L’opération lui permet de récupérer les grains de blé dur qu’il conservait dans des «akoufis», une sorte de silo en terre. Quant au foin, il est emballé pour être stocké dans les étables. Il servira d’aliment pour le bétail. Lors de la saison de la collecte des olives, le même esprit de prévention anime les paysans, qui conservaient soigneusement aussi bien les branches récupérées de la taille des oliviers que les éléments solides à l’issue de la trituration. Rien ne se perdait. Tout est minutieusement gardé pour servir au moment opportun. En automne, les figues sont soigneusement séchées tout comme la tomate, le poivron, l’oignon et bien d’autres légumes pour être ensuite conservés pour les moments difficiles. «Dès l’arrivée de l’hiver, les habitants de Kabylie n’avaient de soucis que pour la période cruciale d’enneigement», raconte cette villageoise qui met en exergue le rôle de la femme. «Nous moulons le grain de blé, on roule suffisamment de couscous et on prépare tout ce qui conservable.»

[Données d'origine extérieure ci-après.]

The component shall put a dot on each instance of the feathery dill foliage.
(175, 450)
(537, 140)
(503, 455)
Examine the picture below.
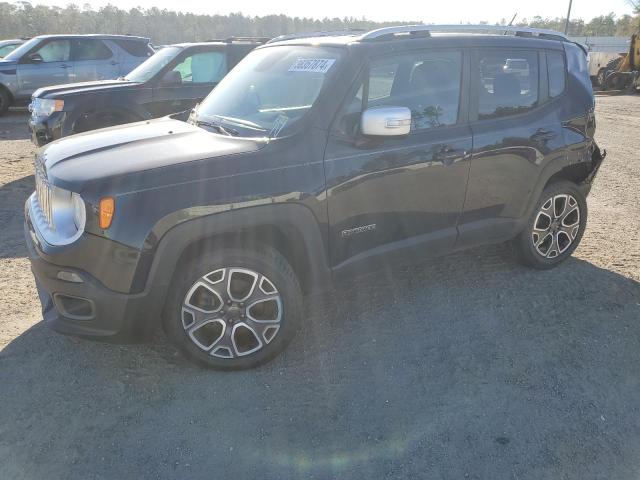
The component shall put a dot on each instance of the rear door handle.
(543, 135)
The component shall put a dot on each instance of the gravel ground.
(468, 367)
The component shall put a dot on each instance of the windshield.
(269, 91)
(22, 49)
(147, 69)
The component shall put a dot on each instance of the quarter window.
(428, 83)
(204, 67)
(508, 82)
(556, 72)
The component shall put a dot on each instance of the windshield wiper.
(218, 128)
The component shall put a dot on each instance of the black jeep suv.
(175, 79)
(313, 159)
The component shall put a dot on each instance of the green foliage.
(604, 25)
(23, 19)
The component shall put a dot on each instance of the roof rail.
(240, 39)
(335, 33)
(387, 33)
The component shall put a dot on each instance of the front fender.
(160, 256)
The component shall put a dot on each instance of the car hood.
(120, 158)
(83, 87)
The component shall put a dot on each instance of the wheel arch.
(291, 229)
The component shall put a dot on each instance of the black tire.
(601, 77)
(532, 255)
(5, 101)
(262, 260)
(611, 66)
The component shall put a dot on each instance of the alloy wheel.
(232, 312)
(556, 225)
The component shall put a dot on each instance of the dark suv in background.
(55, 59)
(314, 159)
(175, 79)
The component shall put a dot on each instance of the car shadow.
(13, 195)
(468, 366)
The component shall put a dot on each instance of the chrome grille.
(43, 192)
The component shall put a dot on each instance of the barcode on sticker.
(313, 65)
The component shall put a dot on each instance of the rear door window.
(90, 49)
(203, 67)
(507, 82)
(135, 48)
(55, 51)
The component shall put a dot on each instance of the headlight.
(58, 214)
(67, 212)
(44, 107)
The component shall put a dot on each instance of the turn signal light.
(107, 208)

Pendant ce temps, les hommes continuaient à ramasser le bois de chauffage. Tous les efforts vont dans ce sens. La maison kabyle de l’époque est connue aussi pour faire face aux rudes hivers. Construites généralement en pierre, qui permettait la conservation de la chaleur, la maison de Kabylie était à la fois une étable, un dortoir, une cuisine. Une fois les préparatifs achevés, on scrute le ciel. «Il n’y avait ni bulletin d’alerte ni avertissement, dès les premières chutes de neige, nous rejoignons nos foyers», explique Da Saïd. «Généralement, la neige se fait abondante dès son arrivée.

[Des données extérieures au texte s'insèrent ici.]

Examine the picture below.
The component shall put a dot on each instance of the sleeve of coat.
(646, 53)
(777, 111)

Le lendemain, les paysans tentent tant bien que mal de se frayer des chemins pour aller vers le voisinage, histoire de garder le contact. Durant cette période, les villageois agissent comme un seul homme, ajoute Aâmi Salah. «La solidarité n’est pas un vain mot. Lors d’un décès, la mobilisation est générale. On enterrait nos morts et soignait nos malades sans demander l’aide de quiconque», soutenait-il, «la femme kabyle se prenait en charge dans les pires moments sans râler. Aujourd’hui encore ce caractère de solidarité existe même s’il apparaît sous d’autres aspects.» Da Hamou reconnaît quant à lui que beaucoup de facteurs ont fait que les habitants de Kabylie ne sont plus les mêmes.

«Aujourd’hui il est tout simplement un assisté.» Il ne produit ni sa nourriture ni ses habits et encore moins ses moyens de chauffage. Epousant les moyens modernes, qui certes facilitent beaucoup la vie, les habitants de la Kabylie sont devenus totalement dépendants de l’Etat. Il sont dépendants de l’électricité, du gaz, des moyens de locomotion et des vivres qu’ils ne produisent pas. Pire «le Kabyle a perdu cette valeur qui fait de lui un homme prévoyant», ajoute Smaïl un jeune qui refuse de critiquer les autorités. «Où sont les réflexes d’antan?», s’interroge-t-il sur un ton amer. «Que sommes-nous devenus pour crier au secours à la moindre intempérie?» Des questions que beaucoup se posent à la faveur des dernières chutes de neige. Des questions qui mettent en évidence la faillite des politiques qui ont fait de l’Algérien un assisté. Un assisté qui ne prend même pas soin de prévoir des réserves pour les moments difficiles alors qu’il vit dans l’une des régions les plus rudes du pays. La Kabylie d’hier n’est plus celle d’aujourd’hui. Les dernières intempéries ne font que confirmer cette mutation qui comporte plus d’inconvénients que d’avantages. Tout le monde l’aura compris à ses dépens. Da Hamou scrute de nouveau le ciel. Le mauvais temps persistera et le Kabyle râlera encore et appellera au secours en croisant les bras comme un éternel assisté. Il s’enveloppe dans son burnous et quitte le café du village.

Un lieu qui a pris la place de la Djamâa où jadis, les villageois se retrouvaient pour se concerter et entrevoir des solutions à un quotidien qui a toujours été difficile dans les contrées de la Kabylie. Beaucoup continueront à jouer aux dominos et aux cartes en fustigeant le maire de la localité qui ne leur a pas ouvert les routes.